Words & Photos : Dylan Schmitz
Down in the Gulf, there’s a shift you feel more than you see. The mornings are cold but a warm humid breeze picks up just enough to remind you what summer feels like. Water temps climb. Your casting hand starts twitching. It’s time to start using that PTO.
For us, the start of the season isn’t marked by any date on the calendar. It’s the ritual. The sorting through fly boxes packed last fall, checking old logs, scanning tide tables and forecasts. Keeping an eye out between fronts.

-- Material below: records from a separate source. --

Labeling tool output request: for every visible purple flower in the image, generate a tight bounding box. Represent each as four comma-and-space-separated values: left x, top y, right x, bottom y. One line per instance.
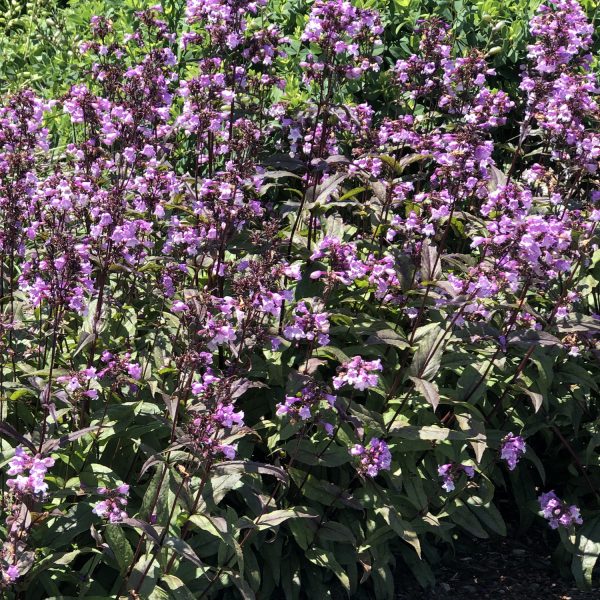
500, 433, 527, 471
92, 484, 129, 523
538, 491, 583, 529
6, 446, 54, 495
283, 302, 329, 346
333, 356, 383, 391
350, 438, 392, 477
438, 463, 475, 492
2, 565, 21, 583
275, 381, 335, 421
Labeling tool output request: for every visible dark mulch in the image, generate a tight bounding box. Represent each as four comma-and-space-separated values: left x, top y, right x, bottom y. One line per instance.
396, 534, 600, 600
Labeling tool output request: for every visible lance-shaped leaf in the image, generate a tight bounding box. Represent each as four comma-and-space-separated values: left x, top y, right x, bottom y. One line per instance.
410, 377, 440, 410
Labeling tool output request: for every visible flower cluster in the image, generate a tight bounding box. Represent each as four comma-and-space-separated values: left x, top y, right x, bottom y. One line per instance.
92, 483, 129, 523
538, 491, 583, 529
6, 446, 54, 496
500, 433, 527, 471
283, 302, 329, 346
438, 463, 475, 492
276, 381, 336, 421
333, 356, 383, 391
350, 438, 392, 477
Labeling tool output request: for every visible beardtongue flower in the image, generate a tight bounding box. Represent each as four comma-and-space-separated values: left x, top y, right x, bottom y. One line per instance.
500, 433, 527, 471
92, 484, 129, 523
6, 446, 54, 495
333, 356, 383, 391
538, 491, 583, 529
2, 565, 21, 583
438, 463, 475, 492
350, 438, 392, 477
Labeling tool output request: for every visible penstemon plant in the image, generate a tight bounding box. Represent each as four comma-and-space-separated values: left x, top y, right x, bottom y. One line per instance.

You throw on a new patterns you tied over winter only to go back to the rusty ones from last season because the new ones don’t swim right, still needs tweaking. The cast needs work. It always does. You shake out the rust and try to remember how that double haul used to feel when it was automatic. The wind finds every bad habit you picked up in the offseason, but it also reminds you why you love this. It’s not supposed to be easy.
We launched early from a tucked-away ramp just north of Boca, coffee still too hot, skiff’s too clean. There’s something about this stretch of water—the history soaks through everything. This is where the old timers made names and broke rods, and where you come to lose yourself in something bigger.
The sun takes its time but finally it lights up the flat like a spotlight. And we fished until the light went out, because we of course got stuck on a sandbar that must’ve moved. We putted out and ran back in the dark.
Back at the dock, sunburned and soggy we ordered pizza and took notes on what we forgot to pack on the first day back out. The cycle starts again.